La crise économique française face à la gestion inadaptée de la DNC

L’affaire de la Dermatose Nodulaire Contagieuse (DNC) illustre un désastre sanitaire et économique qui aggrave les difficultés du secteur agricole français. Cette maladie, bien que peu mortelle pour les animaux, provoque des pertes colossales en raison de mesures drastiques imposées par les autorités. L’abattage systématique des troupeaux et la campagne de vaccination étendue sont perçus comme incohérents, tant sur le plan scientifique que pratique.

La DNC, causée par un virus spécifique aux ruminants, se propage principalement via les insectes vecteurs, ce qui rend l’approche traditionnelle de quarantaine inefficace. Pourtant, les autorités persistent dans des stratégies obsolètes, comme le massacre massif d’animaux, sans tenir compte de la biologie du virus ou des conditions environnementales. Cette pratique non seulement entraîne une perte irréversible de génétique animale sélectionnée sur des générations, mais aussi un effondrement économique pour les éleveurs, déjà sous pression due à la crise agricole.

Le vaccin Bovilis Lumpyvax-E, utilisé en France, présente plusieurs risques. Son utilisation temporaire sans autorisation définitive et l’absence de données solides sur son efficacité posent des questions graves. En outre, les effets secondaires possibles, comme la réplication virale post-vaccinale ou une confusion diagnostique, remettent en cause sa sécurité. Les éleveurs, confrontés à un manque de garanties, voient leurs recours limités face à des décisions prises sans dialogue.

Une alternative rationnelle serait d’isoler les animaux infectés et de leur offrir un traitement adapté : médicaments anti-inflammatoires, contrôle des vecteurs, soins cutanés et supplémentation nutritionnelle.
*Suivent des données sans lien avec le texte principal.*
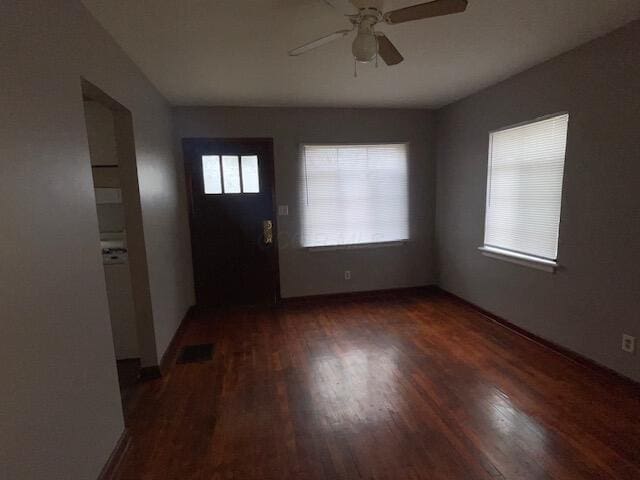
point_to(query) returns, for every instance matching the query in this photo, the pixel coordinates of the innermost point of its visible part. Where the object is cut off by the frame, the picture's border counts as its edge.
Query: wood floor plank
(398, 386)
Cette approche, bien que moins spectaculaire, respecterait la biologie du virus et éviterait l’effondrement des exploitations. Cependant, les autorités restent figées dans un modèle archaïque, préférant la peur à la science.
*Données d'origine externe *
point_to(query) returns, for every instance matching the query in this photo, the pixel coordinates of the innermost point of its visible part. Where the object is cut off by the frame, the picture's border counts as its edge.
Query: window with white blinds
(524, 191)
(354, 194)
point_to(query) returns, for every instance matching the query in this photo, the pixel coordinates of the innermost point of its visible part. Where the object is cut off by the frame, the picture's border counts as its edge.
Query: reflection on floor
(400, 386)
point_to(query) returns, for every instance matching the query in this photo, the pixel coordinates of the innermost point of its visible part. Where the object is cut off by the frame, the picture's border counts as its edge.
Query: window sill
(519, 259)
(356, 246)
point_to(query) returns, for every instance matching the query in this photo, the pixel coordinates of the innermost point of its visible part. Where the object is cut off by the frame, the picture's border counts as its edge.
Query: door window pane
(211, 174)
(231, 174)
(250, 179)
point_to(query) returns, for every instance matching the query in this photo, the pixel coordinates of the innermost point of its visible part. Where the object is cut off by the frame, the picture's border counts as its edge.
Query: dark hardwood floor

La France, déjà en proie à une crise économique profonde, ne peut se permettre de gaspiller des ressources sur des mesures inefficaces. Les éleveurs, démunis face à cette gestion désordonnée, exigent un changement urgent : une politique sanitaire fondée sur l’analyse rigoureuse, non sur la panique. Sans cela, le secteur agricole continuera de s’effriter, entraînant des conséquences tragiques pour l’économie nationale.